Ms. HORNER (Australia) noted that in its Decision 2 (54) of March 1999 the Committee had expressed concern over the perceived “winding back” of the protections contained in the Native Title Act 1993 and the “lack of effective participation by indigenous communities” in the formulation of the Native Title Amendment Act 1998. She stressed that the Australian Government was committed to meeting its Convention obligations and recognized that the unique circumstances of the indigenous people required particularly careful consideration.
The amended Act contained extensive provisions which recognized the unique nature of native title rights and went beyond the requirements of formal equality. Those provisions were of three types. The first recognized and protected native title; examples included a prohibition on the extinguishment of native title except by agreement or by non-discriminatory compulsory acquisition subject to just compensation; a rule that native title could be only temporarily affected by government acts, for which compensation was payable; and Government funding of special tribunals to deal with native title questions and indigenous organizations to assist native title holders. The second type of provision addressed the special features of native title, including special rights to ensure that there was consultation about mining and other activities on native land, procedural rights for those who claimed native title as well as those whose title had been established by the courts, and an emphasis on negotiated and mediated agreements which gave special statutory status to native title holders and provided them with legal certainty and protection. The third type of provision addressed historical extinguishment of native title rights, including the restitution of those rights on land where native title had been historically extinguished and a rule that native title was only suspended, not extinguished, by mining leases. Furthermore, the Indigenous Land Corporation, set up by the Commonwealth Parliament and funded by the Government, continued to acquire land for indigenous Australians.
The Government had felt obliged to act in response to the High Court’s Wik decision. The Native Title Act 1993 had not provided for the possibility that native title could exist on pastoral leases. Failure to remedy that problem would have been irresponsible and would have led to further uncertainty for both indigenous and non-indigenous Australians. Leaving issues to be determined by common law would have resulted in extensive litigation and would have left native title more vulnerable to extinguishment than was the case under the Native Title Amendment Act 1998.
In her Government’s view, the four provisions noted by the Committee in its Decision 2 (54) (para. 7) of March 1999 as discriminating against indigenous title holders, namely the validation, confirmation of extinguishment and primary production provisions and the changes to the right to negotiate, had been justifiable and proportional in the particular circumstances and were not inconsistent with the Convention.
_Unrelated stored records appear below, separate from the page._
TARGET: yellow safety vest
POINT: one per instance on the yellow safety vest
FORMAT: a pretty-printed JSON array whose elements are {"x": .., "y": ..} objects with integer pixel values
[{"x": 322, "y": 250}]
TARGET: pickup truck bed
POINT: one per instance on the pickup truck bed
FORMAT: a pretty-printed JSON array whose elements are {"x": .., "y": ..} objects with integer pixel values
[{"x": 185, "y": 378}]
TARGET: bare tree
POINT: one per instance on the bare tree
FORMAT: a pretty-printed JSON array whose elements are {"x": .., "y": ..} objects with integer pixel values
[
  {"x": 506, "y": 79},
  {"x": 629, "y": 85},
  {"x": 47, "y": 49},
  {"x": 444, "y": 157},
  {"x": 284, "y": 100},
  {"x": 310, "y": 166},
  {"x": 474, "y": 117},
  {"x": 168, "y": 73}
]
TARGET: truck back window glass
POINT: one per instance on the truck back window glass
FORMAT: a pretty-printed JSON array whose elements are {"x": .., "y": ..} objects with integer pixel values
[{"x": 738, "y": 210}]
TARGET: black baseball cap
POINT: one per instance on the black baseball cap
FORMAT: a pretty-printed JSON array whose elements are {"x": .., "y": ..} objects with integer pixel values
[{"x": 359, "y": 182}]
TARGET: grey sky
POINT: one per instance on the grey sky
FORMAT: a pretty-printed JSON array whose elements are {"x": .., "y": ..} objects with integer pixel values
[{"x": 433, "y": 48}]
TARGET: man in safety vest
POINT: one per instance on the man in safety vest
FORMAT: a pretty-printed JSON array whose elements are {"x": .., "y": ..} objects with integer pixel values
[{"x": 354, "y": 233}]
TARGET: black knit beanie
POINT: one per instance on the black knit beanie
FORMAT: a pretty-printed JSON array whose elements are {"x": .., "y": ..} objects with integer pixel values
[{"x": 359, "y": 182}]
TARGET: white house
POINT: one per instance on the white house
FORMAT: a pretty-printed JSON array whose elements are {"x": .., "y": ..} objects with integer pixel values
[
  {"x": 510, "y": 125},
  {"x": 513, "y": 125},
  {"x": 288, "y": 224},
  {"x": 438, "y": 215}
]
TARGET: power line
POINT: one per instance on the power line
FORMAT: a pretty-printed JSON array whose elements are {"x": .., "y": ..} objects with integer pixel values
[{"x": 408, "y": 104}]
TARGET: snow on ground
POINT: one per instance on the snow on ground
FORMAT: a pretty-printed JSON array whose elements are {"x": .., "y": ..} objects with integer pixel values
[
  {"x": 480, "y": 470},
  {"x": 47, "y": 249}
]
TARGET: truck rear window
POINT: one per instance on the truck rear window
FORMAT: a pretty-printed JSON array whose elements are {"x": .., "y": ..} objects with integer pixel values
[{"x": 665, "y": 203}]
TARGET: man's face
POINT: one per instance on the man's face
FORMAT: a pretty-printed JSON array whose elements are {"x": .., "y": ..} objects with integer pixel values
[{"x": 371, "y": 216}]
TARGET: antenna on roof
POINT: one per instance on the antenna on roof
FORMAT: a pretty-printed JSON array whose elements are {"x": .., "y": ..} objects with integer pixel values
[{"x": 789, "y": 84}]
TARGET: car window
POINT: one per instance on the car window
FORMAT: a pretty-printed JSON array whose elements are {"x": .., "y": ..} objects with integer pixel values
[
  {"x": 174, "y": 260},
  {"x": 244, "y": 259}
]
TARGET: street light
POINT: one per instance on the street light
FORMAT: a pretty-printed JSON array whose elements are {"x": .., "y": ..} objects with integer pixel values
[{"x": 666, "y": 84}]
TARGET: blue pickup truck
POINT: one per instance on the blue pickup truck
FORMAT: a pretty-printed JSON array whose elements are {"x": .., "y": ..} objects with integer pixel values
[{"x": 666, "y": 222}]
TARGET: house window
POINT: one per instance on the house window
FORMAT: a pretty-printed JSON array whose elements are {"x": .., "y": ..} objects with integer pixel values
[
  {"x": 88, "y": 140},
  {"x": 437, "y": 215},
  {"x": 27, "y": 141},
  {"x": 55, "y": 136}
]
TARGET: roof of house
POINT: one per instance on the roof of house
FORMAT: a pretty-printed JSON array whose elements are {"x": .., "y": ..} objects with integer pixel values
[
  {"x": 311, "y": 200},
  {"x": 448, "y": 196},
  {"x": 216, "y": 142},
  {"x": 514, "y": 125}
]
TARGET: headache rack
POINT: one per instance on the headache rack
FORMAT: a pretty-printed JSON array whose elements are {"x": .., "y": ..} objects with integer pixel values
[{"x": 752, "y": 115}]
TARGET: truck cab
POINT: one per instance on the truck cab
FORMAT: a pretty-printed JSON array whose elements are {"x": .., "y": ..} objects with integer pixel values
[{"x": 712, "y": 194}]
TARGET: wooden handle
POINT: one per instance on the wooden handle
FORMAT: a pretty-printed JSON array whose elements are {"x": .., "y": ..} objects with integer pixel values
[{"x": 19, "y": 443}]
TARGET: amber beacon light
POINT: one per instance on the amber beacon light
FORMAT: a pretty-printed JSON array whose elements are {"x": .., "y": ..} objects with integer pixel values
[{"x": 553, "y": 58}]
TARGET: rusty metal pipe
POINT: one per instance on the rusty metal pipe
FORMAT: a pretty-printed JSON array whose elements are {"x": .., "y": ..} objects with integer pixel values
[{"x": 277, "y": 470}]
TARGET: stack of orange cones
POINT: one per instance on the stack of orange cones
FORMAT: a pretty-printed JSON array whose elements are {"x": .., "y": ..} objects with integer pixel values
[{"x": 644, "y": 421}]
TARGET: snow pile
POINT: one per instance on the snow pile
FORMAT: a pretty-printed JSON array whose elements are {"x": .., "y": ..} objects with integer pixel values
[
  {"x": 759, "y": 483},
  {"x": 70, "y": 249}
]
It was worth noting that earlier in the month, the Full Federal Court, in a decision on the Miriuwung Gajerrong case, had upheld the legal basis on which the confirmation provisions had been formulated in the 1998 amendment. Based on that decision, there was no evidence to support the suggestion that the confirmation provisions went further than the common law. Moreover, prior to the amendment’s enactment in July 1998, there had clearly been effective participation by indigenous representatives in the form of direct consultations with the Government and negotiations with the parties concerned, which had had a considerable impact on the amendment. The amended Act had been the subject of 18 months of intensive public scrutiny, three separate parliamentary inquiries, at which indigenous representatives had given evidence, and more than 100 hours of consideration in Parliament.
The Native Title Amendment Act had been in force for 18 months, and many of the concerns expressed during debate on the amendment had proved unwarranted. The improved registration test, while imposing a higher threshold to access negotiation rights, had reduced the number of contested claims. As at 10 March 2000, 95 per cent of native title applications submitted since the amendment had come into force in September 1998 had passed the new registration test. Even if a claim was not registered, it would still be ruled on in the courts. There were currently 563 native title claims active nationally that were under the management of the Federal Court and subject to mediation by the National Native Title Tribunal. There had
been 10 native title decisions to date; importantly, 5 of those had been settled by agreement between the native title holders and the Government of the relevant state or territory or other parties.
The amended Act emphasized a non-adversarial, practical approach to resolving native title issues. The reduction of 21 per cent in the number of native title applications pointed to more credible claims being submitted and to a consolidation of applications by the Federal Court, as well as to the many voluntary combinations of claims made by native title applicants themselves. That was not necessarily a reduction in the area covered by the applications, but in the number of overlapping claims.
The amendment had encouraged the conclusion of indigenous land use agreements as an alternative to the statutory regime. Such agreements were proving popular, six having already been registered by the end of February 2000; another six had been submitted for registration, and many others were under negotiation.
Since the Committee’s meeting in August, discussions had also begun between the South Australian Government and indigenous representatives on a regional agreement between that government, indigenous representatives and pastoral and mining interests. The agreement would be made under the Indigenous Land Use Agreement provisions of the Act but would operate in parallel to the Act’s provisions. It was open to the Commonwealth to participate in those discussions.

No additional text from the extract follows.